Last fall, Smart Justice asked every candidate for Governor to pledge to introduce a bill to give the public information about prosecutors’ decisions, and then-candidate Ned Lamont agreed to do so. Now, Governor Lamont has followed through by introducing Senate Bill 880, “An Act Increasing Fairness and Transparency in the Criminal Justice System.” The bill would take critical steps toward bringing prosecutors’ decisions out from behind closed doors. If passed into law, the public would have information about prosecutors’ decisions in our state for the first time.
Connecticut voters clearly want this kind of bill to pass. Seventy-two percent of Connecticut voters, including 78 percent of Democrats, 71 percent of Republicans, and 63 percent of Independents, say that creating more transparency about prosecutors’ decisions would allow the state to create a better justice system. Two in three Connecticut voters recognize that existing racial disparities in the justice system are a compelling reason to support a bill to increase transparency about prosecutors’ decisions. And sixty-four percent of Connecticut voters, including 70 percent of those who voted for Donald Trump, say they would support a bill to increase transparency about prosecutors’ work.
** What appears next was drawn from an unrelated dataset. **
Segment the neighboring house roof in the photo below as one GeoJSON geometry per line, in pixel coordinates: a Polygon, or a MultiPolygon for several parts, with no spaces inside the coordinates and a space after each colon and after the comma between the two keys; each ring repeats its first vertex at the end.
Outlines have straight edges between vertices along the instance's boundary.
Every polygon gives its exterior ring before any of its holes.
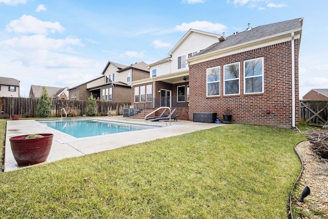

Transparency is critical for our democracy, and no part of the government should be exempt from sunlight. Connecticut voters recognize that with prosecutors’ enormous power comes a responsibility for them to be transparent and open with the public, and voters know our state should be collecting and reporting information about what prosecutors do. Nearly eight in ten (79 percent) of Connecticut voters say the amount of power that prosecutors wield is a compelling reason to support a bill to increase transparency about prosecutors’ decisions -- more than half (53 percent) see this as a very compelling reason to support the bill.
This is a clear call to action for Connecticut’s legislature to pass S.B. 880 in its strongest possible form. In its current form, the bill requires the state to collect and public information from prosecutors that includes demographic data about people accused or convicted of a crime, and about prosecutors’ actions on charging, pretrial detention, bail, plea deals, diversionary programs, and sentencing. Connecticut can go further, though, and we encourage the legislature to strengthen the bill by requiring the state to also collect information about juvenile cases, prosecutors’ contact with victims, and stronger privacy protections for both victims and people accused or convicted of a crime.
Prosecutors from other places have also testified here in Connecticut to say that these are reasonable – and in fact necessary – pieces of information to collect and make public. Last week, the U.S. Civil Rights Commission Connecticut Advisory Committee, a group tasked with advising the U.S. Department of Justice on civil rights issues in our state, held a forum on racial disparities and prosecutors’ practices. During that meeting, experts from the Philadelphia District Attorney’s office, King’s County (Brooklyn) District Attorney’s Office, and other agencies from around the country spoke about why it is important for prosecutors to be more transparent with the public, and about why collecting this information is worth it for everyone involved with the justice system.
If Connecticut is going to create a smarter justice system, all of us need more transparency on what prosecutors are doing, and we need as much of that information as possible.
Your legislators need to hear from you about this important transparency bill. Tell your state representative and state senator to support S.B. 880.